To which, I have two questions: the first is, what’s the cost of stopping? Maybe she took up this work reflexively, without really thinking on it, and now she can see that she doesn’t really want to be doing it, or that it’s not really worth the effort. In which case, by all means, she should stop. Likewise, maybe this is energy better spent in other venues—in her community or neighborhood, where the work will be welcomed rather than challenged. But more often than not when I ask this question, I hear a sigh or see someone’s shoulders drop, as they feel the effect of letting it go. As the realization that not doing this work would cut themselves off from something that matters to them, would inflict another kind of harm, one even less legible to the system but just as painful to the heart.
There’s a kind of pathologizing of care at work here, an effort to define care—the regular acts of kindness, outreach, and support, alongside the effort to work across differences—as unhealthy, inefficient, not aligned with business goals. The reverse is true, of course; teams without care inevitably falter. But the systems most of us operate in are designed to isolate us, to make us fearful of our own power, to keep us narrowly focused on our own careers instead of imagining what’s possible when we’re all in on things together.

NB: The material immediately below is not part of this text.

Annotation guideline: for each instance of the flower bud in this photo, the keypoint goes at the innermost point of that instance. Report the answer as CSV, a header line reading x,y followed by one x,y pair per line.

What if we didn’t allow our need to care for each other to be pathologized and diminished? What if we saw that care as a source of power and possibility? What if caring for each other is the most important work that we do, every day?
The second question I like to ask is: who else can do this with you? Care work needs good workers, not martyrs. And good workers work together. If you’re doing this work alone, who can you invite in to work alongside you? And if you’re not doing this work—if you’re merely benefiting from it—where can you join in? It’s certainly the case that some people will not take up this work, even if you ask them to. They’ve been taught that doing this work is beneath them and they haven’t interrogated that teaching; or they are too overburdened as it is, and just don’t have the spoons. But in my experience, most people want to be in a position to care for others, want to be useful, and not only in career-ladder legible ways.
I’ve seen it argued that we ought not to care for our colleagues, ought not to make friends at work, because it exposes us to harm. We’ve all learned, some of us the hard way, that organizations will exploit the friendship and camaraderie that develops on a team, given the chance. But again, what’s the cost of not caring? And what if the story of exploitation is only the half of it? Caring for your colleagues—caring for anyone—makes you vulnerable. But it also makes you human, and alive, and aware of your own collective power, capable of not only standing up to that harm but of building new worlds. And at the end of the day, the only path to a better world is the one we make together.